7. Gelet op het vorenstaande is het hof van oordeel dat van een ernstige bedreiging in de zedelijke of geestelijke belangen of de gezondheid van [het kind] niet is gebleken. Daarenboven accepteert de moeder vrijwillige hulp en begeleiding. Hoewel BJZ stelt te verwachten dat er zonder ondertoezichtstelling snel geen sprake meer zal zijn van hulpverlening in het gezin van de moeder, volgt het hof deze visie niet nu BJZ hiertoe onvoldoende heeft aangevoerd om dit aannemelijk te achten. Uit de stukken en het verhandelde ter zitting is gebleken dat BJZ zich sinds de thuisplaatsing van [het kind] bij de moeder op de achtergrond heeft gehouden vanwege de stress die de moeder ervaart in het contact met de gezinsvoogd. Dit heeft echter niet geleid tot een betere verhouding tussen BJZ en de moeder. De moeder blijft juist vanwege de ondertoezichtstelling veel stress ervaren. Ook de omgang tussen de vader en [het kind] en het contact tussen [het kind] en de pleegouders acht het hof onvoldoende om de ondertoezichtstelling van [het kind] te handhaven. Voor wat betreft de omgang met de vader kan [het kind] in het traject dat BJZ voor [het broertje] heeft uitgezet worden meegenomen. Ten aanzien van het contact tussen [het kind] en de pleegouders is onduidelijk of de pleegouders dit contact met [het kind] wel willen onderhouden na haar thuisplaatsing. Bovendien heeft [het kind] bij de IPG-er aangegeven geen behoefte te hebben aan contact met de pleegouders.
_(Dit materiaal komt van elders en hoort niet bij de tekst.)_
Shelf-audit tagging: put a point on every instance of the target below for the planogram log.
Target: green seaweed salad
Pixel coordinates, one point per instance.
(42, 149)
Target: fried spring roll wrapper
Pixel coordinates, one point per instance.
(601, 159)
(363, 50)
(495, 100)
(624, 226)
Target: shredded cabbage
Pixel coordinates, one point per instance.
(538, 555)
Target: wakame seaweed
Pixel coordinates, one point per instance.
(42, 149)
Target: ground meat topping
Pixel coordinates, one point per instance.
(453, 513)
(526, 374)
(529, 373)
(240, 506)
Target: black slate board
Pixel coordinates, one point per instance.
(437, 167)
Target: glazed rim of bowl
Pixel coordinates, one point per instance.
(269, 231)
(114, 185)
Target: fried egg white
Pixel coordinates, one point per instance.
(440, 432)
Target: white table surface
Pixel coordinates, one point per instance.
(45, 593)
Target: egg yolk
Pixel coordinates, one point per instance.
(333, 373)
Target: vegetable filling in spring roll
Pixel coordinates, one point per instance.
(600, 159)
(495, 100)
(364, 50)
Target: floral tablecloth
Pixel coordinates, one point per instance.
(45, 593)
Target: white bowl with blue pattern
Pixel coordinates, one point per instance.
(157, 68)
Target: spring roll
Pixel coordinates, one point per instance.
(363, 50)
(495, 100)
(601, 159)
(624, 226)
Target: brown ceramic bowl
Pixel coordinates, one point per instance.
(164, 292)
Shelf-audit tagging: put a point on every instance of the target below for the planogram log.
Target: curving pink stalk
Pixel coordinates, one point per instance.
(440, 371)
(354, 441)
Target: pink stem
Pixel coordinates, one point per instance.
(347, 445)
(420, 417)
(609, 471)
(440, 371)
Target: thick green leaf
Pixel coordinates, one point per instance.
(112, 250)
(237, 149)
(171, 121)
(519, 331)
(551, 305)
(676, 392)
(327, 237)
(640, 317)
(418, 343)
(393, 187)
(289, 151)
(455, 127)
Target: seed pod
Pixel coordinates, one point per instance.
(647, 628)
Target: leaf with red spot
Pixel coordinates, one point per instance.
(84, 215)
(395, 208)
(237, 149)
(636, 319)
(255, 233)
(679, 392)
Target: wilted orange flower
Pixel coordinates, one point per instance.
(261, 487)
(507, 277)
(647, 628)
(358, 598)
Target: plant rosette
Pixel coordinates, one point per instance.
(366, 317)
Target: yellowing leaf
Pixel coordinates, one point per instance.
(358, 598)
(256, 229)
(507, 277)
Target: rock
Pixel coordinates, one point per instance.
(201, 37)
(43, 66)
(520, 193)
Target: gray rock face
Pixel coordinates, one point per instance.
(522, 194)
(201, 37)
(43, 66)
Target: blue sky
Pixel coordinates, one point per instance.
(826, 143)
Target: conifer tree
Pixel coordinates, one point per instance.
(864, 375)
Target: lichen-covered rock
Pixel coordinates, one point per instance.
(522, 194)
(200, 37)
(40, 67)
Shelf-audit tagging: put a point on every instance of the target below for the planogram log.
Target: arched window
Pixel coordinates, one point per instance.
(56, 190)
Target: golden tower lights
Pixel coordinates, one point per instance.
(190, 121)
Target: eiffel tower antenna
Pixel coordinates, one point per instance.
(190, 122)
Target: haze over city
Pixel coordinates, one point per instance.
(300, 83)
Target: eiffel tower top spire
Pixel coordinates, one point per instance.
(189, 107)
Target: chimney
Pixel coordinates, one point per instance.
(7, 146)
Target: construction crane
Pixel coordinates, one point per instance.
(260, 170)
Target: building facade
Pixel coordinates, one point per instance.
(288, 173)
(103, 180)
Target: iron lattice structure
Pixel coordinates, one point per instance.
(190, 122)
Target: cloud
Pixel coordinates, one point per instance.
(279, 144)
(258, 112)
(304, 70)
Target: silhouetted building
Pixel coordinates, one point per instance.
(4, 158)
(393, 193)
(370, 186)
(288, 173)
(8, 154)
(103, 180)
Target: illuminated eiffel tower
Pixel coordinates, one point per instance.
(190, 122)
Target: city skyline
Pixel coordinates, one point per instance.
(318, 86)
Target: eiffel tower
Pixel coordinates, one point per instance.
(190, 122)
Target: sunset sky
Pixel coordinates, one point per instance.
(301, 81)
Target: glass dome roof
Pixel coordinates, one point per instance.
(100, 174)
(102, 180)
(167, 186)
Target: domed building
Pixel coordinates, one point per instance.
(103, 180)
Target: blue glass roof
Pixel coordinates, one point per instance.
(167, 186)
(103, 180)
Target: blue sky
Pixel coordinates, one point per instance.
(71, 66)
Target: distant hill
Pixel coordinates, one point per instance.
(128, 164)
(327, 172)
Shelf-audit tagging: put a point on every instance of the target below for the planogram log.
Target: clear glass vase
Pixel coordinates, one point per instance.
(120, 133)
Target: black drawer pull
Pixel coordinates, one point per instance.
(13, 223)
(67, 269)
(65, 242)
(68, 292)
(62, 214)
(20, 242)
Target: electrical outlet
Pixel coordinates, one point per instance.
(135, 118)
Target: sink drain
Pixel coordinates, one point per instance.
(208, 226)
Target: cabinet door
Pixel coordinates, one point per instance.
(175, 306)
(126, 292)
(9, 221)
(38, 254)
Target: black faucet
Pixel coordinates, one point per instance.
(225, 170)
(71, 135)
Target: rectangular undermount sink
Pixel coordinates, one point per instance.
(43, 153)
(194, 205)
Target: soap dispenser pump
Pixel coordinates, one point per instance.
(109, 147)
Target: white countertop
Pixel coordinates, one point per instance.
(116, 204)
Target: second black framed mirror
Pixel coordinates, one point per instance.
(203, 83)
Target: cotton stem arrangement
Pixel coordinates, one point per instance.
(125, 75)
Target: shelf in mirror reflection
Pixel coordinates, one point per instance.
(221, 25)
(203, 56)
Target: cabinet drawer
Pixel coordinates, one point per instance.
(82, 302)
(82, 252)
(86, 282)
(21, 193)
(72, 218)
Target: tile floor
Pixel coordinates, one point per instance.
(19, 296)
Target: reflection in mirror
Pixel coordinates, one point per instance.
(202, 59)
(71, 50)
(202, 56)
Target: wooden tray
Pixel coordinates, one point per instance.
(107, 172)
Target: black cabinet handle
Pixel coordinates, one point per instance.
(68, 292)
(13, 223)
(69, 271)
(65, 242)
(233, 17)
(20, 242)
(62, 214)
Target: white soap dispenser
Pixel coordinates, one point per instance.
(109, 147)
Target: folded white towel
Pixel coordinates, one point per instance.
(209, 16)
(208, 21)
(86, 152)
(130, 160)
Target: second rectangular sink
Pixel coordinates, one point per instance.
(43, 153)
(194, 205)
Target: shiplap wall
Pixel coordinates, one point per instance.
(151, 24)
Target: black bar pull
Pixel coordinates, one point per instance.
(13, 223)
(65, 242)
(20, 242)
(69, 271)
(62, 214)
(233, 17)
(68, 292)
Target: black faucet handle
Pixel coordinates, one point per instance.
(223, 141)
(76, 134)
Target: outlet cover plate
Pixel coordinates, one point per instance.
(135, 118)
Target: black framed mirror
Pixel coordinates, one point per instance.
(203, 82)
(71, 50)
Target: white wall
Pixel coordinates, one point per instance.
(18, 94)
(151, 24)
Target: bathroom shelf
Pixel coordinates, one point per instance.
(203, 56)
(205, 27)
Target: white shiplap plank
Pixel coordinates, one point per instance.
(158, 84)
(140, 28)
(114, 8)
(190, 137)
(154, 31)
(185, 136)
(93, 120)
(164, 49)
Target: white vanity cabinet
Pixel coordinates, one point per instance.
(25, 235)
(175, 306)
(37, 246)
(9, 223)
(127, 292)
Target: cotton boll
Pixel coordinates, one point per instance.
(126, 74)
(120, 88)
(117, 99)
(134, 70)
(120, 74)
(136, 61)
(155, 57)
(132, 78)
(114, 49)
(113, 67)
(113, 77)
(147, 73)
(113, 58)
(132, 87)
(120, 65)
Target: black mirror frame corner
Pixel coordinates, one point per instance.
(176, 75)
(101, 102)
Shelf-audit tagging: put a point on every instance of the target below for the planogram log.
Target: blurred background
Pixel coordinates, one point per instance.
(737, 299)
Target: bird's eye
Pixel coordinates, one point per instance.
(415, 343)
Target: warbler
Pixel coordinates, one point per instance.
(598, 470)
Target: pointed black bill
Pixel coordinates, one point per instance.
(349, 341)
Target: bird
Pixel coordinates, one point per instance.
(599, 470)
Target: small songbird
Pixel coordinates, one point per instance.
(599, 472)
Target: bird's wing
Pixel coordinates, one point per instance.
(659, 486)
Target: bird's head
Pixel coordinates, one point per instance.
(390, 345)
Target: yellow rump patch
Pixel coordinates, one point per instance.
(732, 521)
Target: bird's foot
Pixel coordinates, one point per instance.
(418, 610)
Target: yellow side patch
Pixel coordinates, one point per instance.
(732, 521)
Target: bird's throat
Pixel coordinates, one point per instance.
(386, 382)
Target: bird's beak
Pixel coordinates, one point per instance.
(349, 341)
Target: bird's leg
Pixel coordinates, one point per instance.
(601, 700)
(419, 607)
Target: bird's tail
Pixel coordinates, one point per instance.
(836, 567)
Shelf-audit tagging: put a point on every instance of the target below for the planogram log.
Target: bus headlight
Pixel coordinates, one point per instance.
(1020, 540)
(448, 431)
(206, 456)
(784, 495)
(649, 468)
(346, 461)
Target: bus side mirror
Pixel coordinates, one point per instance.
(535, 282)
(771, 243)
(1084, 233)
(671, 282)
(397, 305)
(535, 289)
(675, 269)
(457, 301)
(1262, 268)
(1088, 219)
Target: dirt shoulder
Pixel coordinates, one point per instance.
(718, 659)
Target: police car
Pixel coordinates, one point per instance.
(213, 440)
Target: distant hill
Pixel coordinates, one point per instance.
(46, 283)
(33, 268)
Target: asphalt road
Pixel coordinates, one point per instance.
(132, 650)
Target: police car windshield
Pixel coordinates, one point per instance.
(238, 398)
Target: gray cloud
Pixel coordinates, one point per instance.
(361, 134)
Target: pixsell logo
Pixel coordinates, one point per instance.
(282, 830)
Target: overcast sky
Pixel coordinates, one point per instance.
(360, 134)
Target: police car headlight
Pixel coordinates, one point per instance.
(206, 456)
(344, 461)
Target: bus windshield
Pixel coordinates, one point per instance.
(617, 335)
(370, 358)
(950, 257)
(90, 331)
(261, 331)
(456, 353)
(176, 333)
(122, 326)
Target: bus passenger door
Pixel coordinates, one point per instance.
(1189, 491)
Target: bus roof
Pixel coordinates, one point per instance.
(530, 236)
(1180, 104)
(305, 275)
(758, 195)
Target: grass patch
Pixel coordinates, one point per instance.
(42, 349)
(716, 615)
8. Het hof zal de beschikking waarvan beroep vernietigen en het verzoek van de moeder tot opheffing van de ondertoezichtstelling van [het kind] met ingang van 9 oktober 2012 toewijzen.
De beslissing
Het gerechtshof:
vernietigt de beschikking van de kinderrechter in de rechtbank Leeuwarden van 16 november 2012 (zaaknummer 122584 / FJ RK 12-982);
wijst toe het verzoek van de moeder tot opheffing van de ondertoezichtstelling van de minderjarige [het kind], geboren op [geboortedatum], met ingang van 9 oktober 2012.
Deze beschikking is gegeven door mrs. G.M. van der Meer, voorzitter, R. Feunekes en G.K. Schipmölder, en uitgesproken ter openbare terechtzitting van dit hof van 18 april 2013 in bijzijn van de griffier.